La apertura de la industria petrolera, lejos de ser una respuesta defensiva a una amenaza militar, es la expresión de un cambio profundo en la orientación político‑económica de la dirección: integración subordinada al capital global, no confrontación emancipadora. El poder que hoy existe no es un poder obrero organizado, ni un Estado proletario, ni un bloque social antagónico al imperio, sino un régimen que negocia posiciones de gestión dentro del capitalismo mundial. Y ese es el verdadero punto de inflexión.

Mientras la cúpula chavista complete su mutación política en una fracción subordinada del capital global, cualquier amenaza externa se convierte en pretexto para justificar políticas que consolidan esa subordinación. El enemigo juega su papel en la geopolítica, pero el verdadero responsable de la crisis de dirección es interno: la dirección política ha sacrificado la movilización de masas y el poder obrero por la lógica de estabilidad burocrática y negociación con potencias dominantes.

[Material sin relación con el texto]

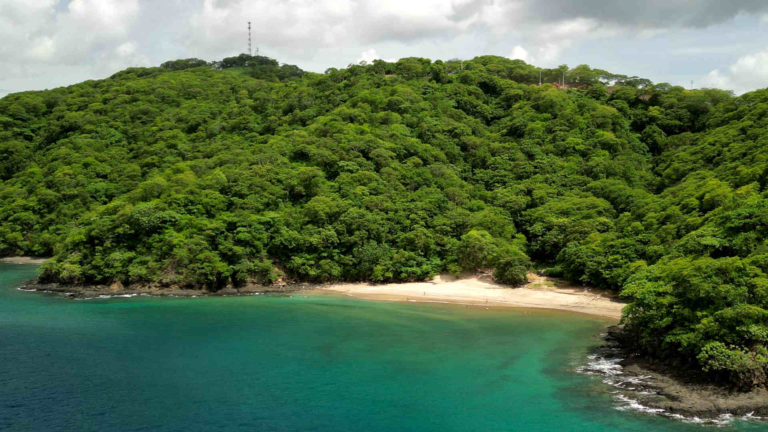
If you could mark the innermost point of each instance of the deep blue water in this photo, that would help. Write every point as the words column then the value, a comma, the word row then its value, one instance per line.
column 299, row 363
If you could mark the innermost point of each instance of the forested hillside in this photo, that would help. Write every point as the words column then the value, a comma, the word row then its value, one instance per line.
column 247, row 171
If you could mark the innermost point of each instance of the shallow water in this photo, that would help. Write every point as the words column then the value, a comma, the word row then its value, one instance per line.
column 299, row 363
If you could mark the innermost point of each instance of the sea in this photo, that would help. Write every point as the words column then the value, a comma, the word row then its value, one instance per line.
column 303, row 362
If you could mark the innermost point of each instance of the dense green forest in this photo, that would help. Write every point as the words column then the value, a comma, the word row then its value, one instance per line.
column 247, row 171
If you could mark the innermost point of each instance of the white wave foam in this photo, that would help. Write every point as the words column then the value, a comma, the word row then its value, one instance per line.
column 610, row 369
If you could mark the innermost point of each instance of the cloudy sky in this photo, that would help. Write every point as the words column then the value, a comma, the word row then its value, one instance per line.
column 711, row 43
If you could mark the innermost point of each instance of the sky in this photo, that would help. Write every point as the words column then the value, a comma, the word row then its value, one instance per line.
column 699, row 43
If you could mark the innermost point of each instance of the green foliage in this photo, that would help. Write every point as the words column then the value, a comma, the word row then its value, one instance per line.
column 248, row 171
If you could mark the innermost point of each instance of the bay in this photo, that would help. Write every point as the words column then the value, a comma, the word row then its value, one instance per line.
column 297, row 363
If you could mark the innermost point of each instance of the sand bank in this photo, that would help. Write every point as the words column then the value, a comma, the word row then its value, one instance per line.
column 540, row 292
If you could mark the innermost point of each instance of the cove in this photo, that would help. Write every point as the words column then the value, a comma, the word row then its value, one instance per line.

En última instancia, el problema no son los portaaviones ni los misiles, sino que la cúpula chavista está completando una mutación política en la que sus intereses se asemejan cada vez más a los de la burguesía, no a los del proletariado. Y esa mutación sólo puede enfrentarse con una política genuinamente proletaria: no más subordinación, sino confrontación de clases, expropiación de la burguesía como clase y construcción de poder popular verdadero.